Create histograms of each combination of subgroups and indicators to show on the app:
## function to create plots
my_plot <- function(hist1, var1, color1, hist2, var2, color2,x)
{
p <- plot_ly(alpha = 0.6) %>%
add_histogram(name = hist1,x =var1, color = I(color1)) %>%
add_histogram( name = hist2, x =var2,color = I(color2)) %>%
layout(barmode = "overlay", xaxis = list(title = x ), yaxis = list(title = "No. Of Schools") )
return(p)
}
## absentiesm rates for different ethnicities
abs_WH_BL <- my_plot("White", PA_abs_rates$RATE_ABSENT_WH,"purple", "Black", PA_abs_rates$RATE_ABSENT_BL,"yellow","Absenteeism Rates")
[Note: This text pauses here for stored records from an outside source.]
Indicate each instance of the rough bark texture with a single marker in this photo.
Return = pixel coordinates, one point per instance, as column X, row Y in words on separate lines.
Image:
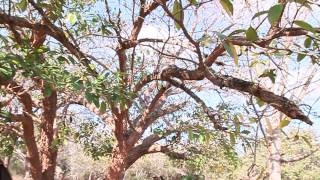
column 274, row 149
column 48, row 152
column 117, row 167
column 33, row 154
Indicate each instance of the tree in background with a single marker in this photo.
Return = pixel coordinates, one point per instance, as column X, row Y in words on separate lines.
column 141, row 85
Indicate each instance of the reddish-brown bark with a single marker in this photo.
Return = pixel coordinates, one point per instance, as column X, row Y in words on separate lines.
column 118, row 164
column 47, row 151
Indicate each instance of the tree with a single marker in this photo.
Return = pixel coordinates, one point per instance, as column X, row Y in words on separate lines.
column 139, row 85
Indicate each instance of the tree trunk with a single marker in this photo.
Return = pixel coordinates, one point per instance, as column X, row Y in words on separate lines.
column 117, row 168
column 47, row 151
column 33, row 154
column 274, row 149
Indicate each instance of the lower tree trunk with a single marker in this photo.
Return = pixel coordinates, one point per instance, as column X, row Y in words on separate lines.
column 32, row 149
column 274, row 149
column 116, row 170
column 47, row 151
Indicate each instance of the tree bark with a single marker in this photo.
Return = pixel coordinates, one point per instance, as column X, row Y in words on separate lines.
column 47, row 151
column 116, row 170
column 33, row 154
column 274, row 149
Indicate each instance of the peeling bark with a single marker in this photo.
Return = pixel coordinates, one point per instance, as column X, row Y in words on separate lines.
column 47, row 151
column 118, row 166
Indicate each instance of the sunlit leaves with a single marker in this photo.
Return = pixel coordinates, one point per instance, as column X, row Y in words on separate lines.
column 103, row 107
column 178, row 13
column 251, row 34
column 230, row 48
column 285, row 122
column 307, row 141
column 270, row 73
column 274, row 13
column 305, row 26
column 258, row 14
column 307, row 42
column 22, row 5
column 193, row 2
column 72, row 18
column 227, row 6
column 300, row 57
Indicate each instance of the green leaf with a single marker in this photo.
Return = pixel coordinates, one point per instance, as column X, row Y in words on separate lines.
column 177, row 13
column 231, row 51
column 193, row 2
column 72, row 18
column 306, row 140
column 259, row 14
column 238, row 31
column 232, row 139
column 227, row 6
column 245, row 132
column 251, row 34
column 260, row 102
column 103, row 107
column 47, row 91
column 205, row 40
column 270, row 73
column 274, row 13
column 300, row 57
column 283, row 123
column 22, row 5
column 305, row 26
column 202, row 138
column 307, row 42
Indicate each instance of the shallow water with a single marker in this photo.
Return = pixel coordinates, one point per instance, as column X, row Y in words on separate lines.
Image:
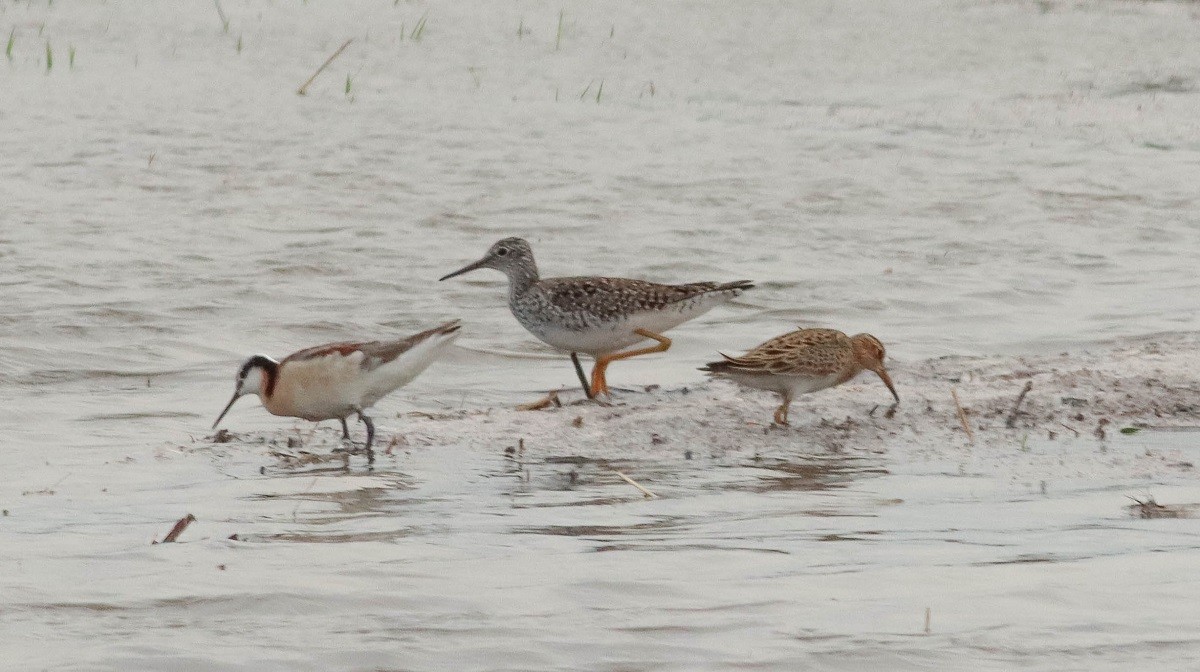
column 955, row 178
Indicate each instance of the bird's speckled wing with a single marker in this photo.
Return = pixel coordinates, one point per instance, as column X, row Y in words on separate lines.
column 375, row 353
column 619, row 295
column 807, row 352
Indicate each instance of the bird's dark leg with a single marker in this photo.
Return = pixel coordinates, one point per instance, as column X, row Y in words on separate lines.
column 366, row 420
column 583, row 377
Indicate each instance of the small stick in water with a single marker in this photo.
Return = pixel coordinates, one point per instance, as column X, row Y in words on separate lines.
column 304, row 88
column 635, row 484
column 178, row 529
column 1012, row 414
column 963, row 417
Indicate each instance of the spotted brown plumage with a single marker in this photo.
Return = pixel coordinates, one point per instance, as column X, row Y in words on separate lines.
column 804, row 361
column 597, row 316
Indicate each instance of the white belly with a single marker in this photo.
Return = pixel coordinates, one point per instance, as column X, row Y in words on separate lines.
column 612, row 336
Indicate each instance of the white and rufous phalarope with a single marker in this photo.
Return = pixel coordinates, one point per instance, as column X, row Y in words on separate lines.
column 336, row 381
column 597, row 316
column 804, row 361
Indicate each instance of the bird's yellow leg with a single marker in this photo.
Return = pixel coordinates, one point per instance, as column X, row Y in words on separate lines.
column 600, row 383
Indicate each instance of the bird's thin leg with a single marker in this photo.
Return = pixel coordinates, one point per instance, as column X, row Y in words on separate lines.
column 583, row 378
column 605, row 360
column 366, row 420
column 781, row 412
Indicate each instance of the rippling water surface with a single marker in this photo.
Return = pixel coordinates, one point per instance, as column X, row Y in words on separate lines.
column 958, row 178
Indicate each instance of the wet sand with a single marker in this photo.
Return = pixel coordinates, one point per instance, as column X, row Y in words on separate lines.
column 491, row 539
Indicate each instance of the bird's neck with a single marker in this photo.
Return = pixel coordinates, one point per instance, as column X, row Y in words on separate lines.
column 521, row 277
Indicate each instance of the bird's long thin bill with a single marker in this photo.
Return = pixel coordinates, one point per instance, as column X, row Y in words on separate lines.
column 468, row 268
column 228, row 406
column 887, row 381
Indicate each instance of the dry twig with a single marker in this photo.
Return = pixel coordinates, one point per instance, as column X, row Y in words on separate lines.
column 1012, row 414
column 635, row 484
column 963, row 417
column 304, row 88
column 178, row 529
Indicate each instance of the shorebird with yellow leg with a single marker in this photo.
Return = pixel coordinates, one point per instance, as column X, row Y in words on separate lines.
column 598, row 316
column 336, row 381
column 804, row 361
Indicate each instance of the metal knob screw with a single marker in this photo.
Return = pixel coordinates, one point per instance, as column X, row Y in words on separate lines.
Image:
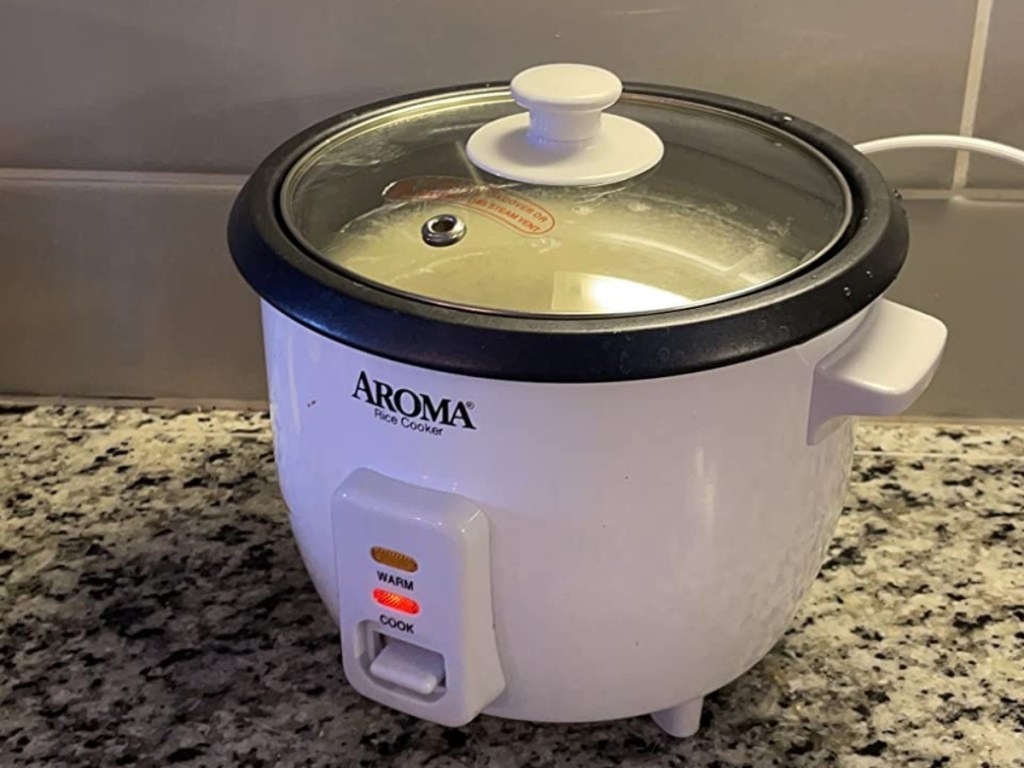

abs_WH_HI <- my_plot("White", PA_abs_rates$RATE_ABSENT_WH,"purple", "Hispanic", PA_abs_rates$RATE_ABSENT_HI,"blue","Absenteeism Rates")
abs_WH_AS <- my_plot("White", PA_abs_rates$RATE_ABSENT_WH,"purple", "Asian", PA_abs_rates$RATE_ABSENT_AS,"green","Absenteeism Rates")
abs_BL_HI <- my_plot("Black", PA_abs_rates$RATE_ABSENT_BL,"yellow", "Hispanic", PA_abs_rates$RATE_ABSENT_HI,"blue","Absenteeism Rates")
abs_AS_HI <- my_plot("Asian", PA_abs_rates$RATE_ABSENT_AS,"green", "Hispanic", PA_abs_rates$RATE_ABSENT_HI,"blue","Absenteeism Rates")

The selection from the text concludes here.